Operators are getting creative by using data to inform their operations to breaking convention and creating new sales processes.

But without clearly demonstrating new amenities, renovated communities or updated programming, senior living operators could be perceived as pushing too hard on rates.

Operators are walking a tightrope between presenting value, adequate funding operations and preparing for the future, and that tight rope might be getting shakier underfoot.

I say that because I am reminded by what Didier Choukroun told SHN Editor Tim Regan last week about the “disaster” of senior living providers fighting each other on rates.

With the industry fragmented, operators today are still receive the lion’s share of their revenue from resident rates With just a 5% management fee to operate a property, Choukroun believes that operators will spend most of their time and energy warring with each other over price – “a disaster for everyone,” he said.
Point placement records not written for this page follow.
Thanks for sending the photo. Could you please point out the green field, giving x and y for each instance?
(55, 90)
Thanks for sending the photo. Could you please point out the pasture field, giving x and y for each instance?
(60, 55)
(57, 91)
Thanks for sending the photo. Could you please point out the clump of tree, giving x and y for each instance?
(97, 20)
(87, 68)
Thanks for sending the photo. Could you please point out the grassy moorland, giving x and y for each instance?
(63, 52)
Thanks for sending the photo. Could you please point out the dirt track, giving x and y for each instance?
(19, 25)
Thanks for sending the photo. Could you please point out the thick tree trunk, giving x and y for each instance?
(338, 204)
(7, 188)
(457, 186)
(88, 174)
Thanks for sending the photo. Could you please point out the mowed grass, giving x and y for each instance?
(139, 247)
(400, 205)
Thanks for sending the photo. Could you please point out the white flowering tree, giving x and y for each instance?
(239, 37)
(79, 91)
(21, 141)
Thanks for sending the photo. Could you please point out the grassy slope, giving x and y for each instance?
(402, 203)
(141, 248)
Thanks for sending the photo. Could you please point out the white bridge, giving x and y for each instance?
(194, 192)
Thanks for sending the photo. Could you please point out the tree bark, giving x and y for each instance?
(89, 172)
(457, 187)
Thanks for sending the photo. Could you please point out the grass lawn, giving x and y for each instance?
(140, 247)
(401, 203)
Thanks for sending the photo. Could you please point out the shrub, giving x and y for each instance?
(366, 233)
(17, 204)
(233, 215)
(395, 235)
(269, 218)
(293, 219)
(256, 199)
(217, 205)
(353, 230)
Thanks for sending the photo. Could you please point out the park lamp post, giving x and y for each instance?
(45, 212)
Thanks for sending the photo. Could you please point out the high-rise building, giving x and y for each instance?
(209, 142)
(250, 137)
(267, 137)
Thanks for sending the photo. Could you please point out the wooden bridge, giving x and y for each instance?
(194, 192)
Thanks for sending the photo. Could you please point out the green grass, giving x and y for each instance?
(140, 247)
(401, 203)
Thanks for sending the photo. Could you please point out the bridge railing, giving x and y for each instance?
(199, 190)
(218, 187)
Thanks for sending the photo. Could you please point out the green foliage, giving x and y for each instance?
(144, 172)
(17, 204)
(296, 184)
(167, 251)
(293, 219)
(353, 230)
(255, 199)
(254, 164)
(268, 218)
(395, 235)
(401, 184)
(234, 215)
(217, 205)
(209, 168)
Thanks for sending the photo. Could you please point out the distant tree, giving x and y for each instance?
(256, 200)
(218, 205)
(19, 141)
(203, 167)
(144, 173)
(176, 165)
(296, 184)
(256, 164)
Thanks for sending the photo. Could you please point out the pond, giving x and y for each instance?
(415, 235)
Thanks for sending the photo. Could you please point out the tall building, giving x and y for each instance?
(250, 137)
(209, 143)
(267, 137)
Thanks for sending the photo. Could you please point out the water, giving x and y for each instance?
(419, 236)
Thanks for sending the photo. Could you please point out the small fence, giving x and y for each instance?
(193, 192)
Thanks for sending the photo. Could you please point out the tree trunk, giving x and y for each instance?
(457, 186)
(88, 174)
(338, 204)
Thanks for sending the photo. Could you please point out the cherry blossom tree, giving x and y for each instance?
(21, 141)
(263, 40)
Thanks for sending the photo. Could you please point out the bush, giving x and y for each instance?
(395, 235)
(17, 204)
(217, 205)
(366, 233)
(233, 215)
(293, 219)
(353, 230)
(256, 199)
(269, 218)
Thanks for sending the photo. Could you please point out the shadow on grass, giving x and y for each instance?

’Important questions’ on rates, concessions

Among the biggest tools in the senior living sales and marketing toolbox is discounting. On that front, the industry is a mixed bag, Independent living discounts having grown in recent years, while average discounts in assisted living and memory care have not had such a clear upward trajectory.

According to recent NIC data, independent living discounts have increased since the fourth quarter of 2019, averaging a discount of 10.3% by the end of 2023.

Discounts among assisted living communities were lower, averaging a 6.3% discount in December 2023 and memory care discounts averaged 7.1% in December 2023, with discounts decreasing since 2021. 

“These trends and patterns also suggest that the pace of move-ins—lowest independent living and highest in memory care — had some impact on the discounts being offered,” wrote Zahraoui.

He added that the data “raises some important questions,” like whether current discount strategies are sustainable. He also wondered about the long-term impact of discounts on resident retention and the cadence of move-ins and move-outs.

“Will senior housing properties maintain the upper hand in pricing as inflation continues to moderate?” Zahraoui wrote.

Given the short-term fix discounts can provide, I believe they could be unsustainable in the long-term. I say that because I often have operators telling me about how tough the battle of improving margins is, and I wonder if concessions and discounting could be like putting a small Band-Aid on a deep cut in need of further treatment.

Given all we have heard in the last two years just how important an operator’s external branding strategy can be, in tandem with a strong digital marketing effort, I think that discounting does a disservice to an operator’s overall branding message of quality.

I’m hardly the first person to raise this concern, but as they try to maintain a precarious balance while walking the tightrope of rate increases versus reductions, I think providers must wield their pricing power wisely but for as long and as strongly as possible.